= Tom Shah =

United States intelligence officer (1961–1998)

Uttamlal Thomas "Tom" Shah (July 14, 1961 – August 7, 1998) was an American intelligence officer with the Central Intelligence Agency (CIA) who was killed in the 1998 U.S. Embassy bombing in Nairobi, Kenya. Shah's work was not publicly acknowledged by the CIA due to the classified nature of his duties.

== Early life and education ==
Tom Shah was born to an Indian immigrant father and an American mother. He attended St. Xavier High School in Cincinnati, Ohio, where he participated in the school's model United Nations program and was one of the first students to study Russian during the Cold War.

Shah pursued a degree in music, earning a bachelor's degree from Berklee College of Music in Boston and a master's degree from Ball State University. He played trumpet at Berklee.

He completed his doctoral thesis at Ball State University, focusing on the solo songs of composer Edward MacDowell. Ball State hosts the Tom Shah Memorial Jazz Scholarship Award Concert.

== Career with the CIA ==
In 1987, Shah joined the U.S. government under diplomatic cover, eventually becoming a CIA officer after completing training at the agency's facility in Virginia. Fluent in Hindi and Russian, Shah was later assigned to the CIA's Near East Division, where he served in locations including Cairo and Damascus. He also learned Arabic during his time with the agency.

In 1997, Shah joined the Iraq Operations Group, where he was involved in a sensitive intelligence operation related to Iraq.
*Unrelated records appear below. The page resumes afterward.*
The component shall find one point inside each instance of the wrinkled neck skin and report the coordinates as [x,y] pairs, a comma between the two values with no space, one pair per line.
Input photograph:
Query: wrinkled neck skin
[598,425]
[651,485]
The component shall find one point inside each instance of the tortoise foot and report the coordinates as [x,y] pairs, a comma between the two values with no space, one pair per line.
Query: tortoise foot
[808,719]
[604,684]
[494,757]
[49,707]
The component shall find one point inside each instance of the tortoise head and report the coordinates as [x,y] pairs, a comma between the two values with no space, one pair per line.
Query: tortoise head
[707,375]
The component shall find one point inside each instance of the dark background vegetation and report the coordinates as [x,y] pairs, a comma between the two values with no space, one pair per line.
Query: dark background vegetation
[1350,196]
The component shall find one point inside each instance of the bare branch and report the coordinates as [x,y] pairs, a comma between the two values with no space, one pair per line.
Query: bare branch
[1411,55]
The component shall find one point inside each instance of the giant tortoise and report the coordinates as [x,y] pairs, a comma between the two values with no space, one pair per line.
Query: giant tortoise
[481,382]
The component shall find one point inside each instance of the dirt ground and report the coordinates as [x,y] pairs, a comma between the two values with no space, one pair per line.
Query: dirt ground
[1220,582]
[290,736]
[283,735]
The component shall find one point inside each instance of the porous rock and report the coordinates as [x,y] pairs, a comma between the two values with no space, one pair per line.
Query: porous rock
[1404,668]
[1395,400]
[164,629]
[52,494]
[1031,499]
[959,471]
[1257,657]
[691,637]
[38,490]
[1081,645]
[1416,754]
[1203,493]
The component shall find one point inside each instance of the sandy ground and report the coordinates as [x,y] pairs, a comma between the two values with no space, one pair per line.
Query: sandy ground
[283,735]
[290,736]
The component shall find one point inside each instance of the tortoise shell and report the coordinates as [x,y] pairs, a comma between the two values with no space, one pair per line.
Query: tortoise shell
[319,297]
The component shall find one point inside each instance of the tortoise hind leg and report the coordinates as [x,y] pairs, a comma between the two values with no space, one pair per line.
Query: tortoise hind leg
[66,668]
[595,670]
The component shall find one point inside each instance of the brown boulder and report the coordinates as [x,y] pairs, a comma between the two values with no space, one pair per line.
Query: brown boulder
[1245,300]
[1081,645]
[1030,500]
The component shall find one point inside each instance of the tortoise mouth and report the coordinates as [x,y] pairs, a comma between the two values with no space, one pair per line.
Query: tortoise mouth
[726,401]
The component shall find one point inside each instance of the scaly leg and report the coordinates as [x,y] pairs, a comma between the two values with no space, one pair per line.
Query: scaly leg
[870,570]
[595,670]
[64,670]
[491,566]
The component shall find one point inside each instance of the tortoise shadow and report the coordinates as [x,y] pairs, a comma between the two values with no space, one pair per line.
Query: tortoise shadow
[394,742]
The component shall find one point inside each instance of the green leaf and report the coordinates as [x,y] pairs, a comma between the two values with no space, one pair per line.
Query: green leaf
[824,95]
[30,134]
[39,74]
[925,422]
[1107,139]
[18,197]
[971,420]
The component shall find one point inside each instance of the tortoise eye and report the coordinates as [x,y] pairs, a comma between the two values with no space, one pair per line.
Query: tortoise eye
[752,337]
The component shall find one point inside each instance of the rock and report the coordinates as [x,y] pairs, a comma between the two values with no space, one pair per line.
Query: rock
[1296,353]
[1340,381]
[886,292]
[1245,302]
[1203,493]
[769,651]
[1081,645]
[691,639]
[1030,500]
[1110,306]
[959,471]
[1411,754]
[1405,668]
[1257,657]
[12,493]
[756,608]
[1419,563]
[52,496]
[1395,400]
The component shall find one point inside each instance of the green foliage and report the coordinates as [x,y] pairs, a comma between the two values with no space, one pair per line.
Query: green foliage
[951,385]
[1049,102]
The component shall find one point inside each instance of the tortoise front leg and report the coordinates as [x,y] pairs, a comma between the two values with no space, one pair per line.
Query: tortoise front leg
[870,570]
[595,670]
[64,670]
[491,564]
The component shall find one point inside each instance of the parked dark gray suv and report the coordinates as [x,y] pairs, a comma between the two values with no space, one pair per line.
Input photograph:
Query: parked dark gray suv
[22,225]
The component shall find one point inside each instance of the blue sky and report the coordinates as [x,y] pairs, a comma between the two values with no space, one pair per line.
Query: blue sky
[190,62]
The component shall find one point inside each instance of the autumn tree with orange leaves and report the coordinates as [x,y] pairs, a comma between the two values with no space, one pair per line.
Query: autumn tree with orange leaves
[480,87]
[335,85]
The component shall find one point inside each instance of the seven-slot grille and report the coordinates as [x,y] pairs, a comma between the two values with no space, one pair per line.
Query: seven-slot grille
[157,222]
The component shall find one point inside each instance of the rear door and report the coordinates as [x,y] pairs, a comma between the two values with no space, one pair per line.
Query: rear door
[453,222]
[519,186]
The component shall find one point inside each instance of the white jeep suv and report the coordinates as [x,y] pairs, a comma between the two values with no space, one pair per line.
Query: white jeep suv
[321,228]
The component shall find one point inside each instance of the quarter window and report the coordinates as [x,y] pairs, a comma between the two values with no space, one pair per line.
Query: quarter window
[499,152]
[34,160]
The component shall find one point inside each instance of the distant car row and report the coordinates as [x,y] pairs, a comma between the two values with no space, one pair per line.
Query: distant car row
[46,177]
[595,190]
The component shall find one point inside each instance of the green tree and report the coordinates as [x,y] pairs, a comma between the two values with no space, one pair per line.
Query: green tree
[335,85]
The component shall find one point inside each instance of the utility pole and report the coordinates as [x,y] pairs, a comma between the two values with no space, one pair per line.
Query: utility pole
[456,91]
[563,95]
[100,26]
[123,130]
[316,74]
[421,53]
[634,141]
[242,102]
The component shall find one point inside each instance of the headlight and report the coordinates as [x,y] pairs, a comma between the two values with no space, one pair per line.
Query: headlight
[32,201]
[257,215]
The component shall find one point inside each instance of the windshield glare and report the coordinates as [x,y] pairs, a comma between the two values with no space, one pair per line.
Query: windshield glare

As part of this mission, he was sent to Nairobi, Kenya, to meet with an Iraqi official who was offering intelligence in exchange for asylum in the United States.

=== Death and commemoration ===
On August 7, 1998, Shah was killed in a truck bombing at the U.S. Embassy in Nairobi. He was 37 years old. The bombing also claimed the life of his CIA colleague, Molly Huckaby Hardy. Although publicly identified as a State Department employee, Shah's role as a CIA officer was recognized internally at the agency.

Shah's name is commemorated on the CIA Memorial Wall at the agency's headquarters in Langley, Virginia. He is also remembered with a plaque in a conference room at CIA headquarters.

=== Bin Laden death ===
In a May 2011 raid, Osama bin Laden's death provided a sense of closure for some CIA veterans, as reported by The Associated Press. Shah's and Hardy's deaths are believed to be the first CIA casualties in the conflict between the U.S. and al-Qaida. CIA Director Leon Panetta mentioned them during a ceremony for fallen officers, noting that those who threaten global peace eventually confront America's military and intelligence personnel.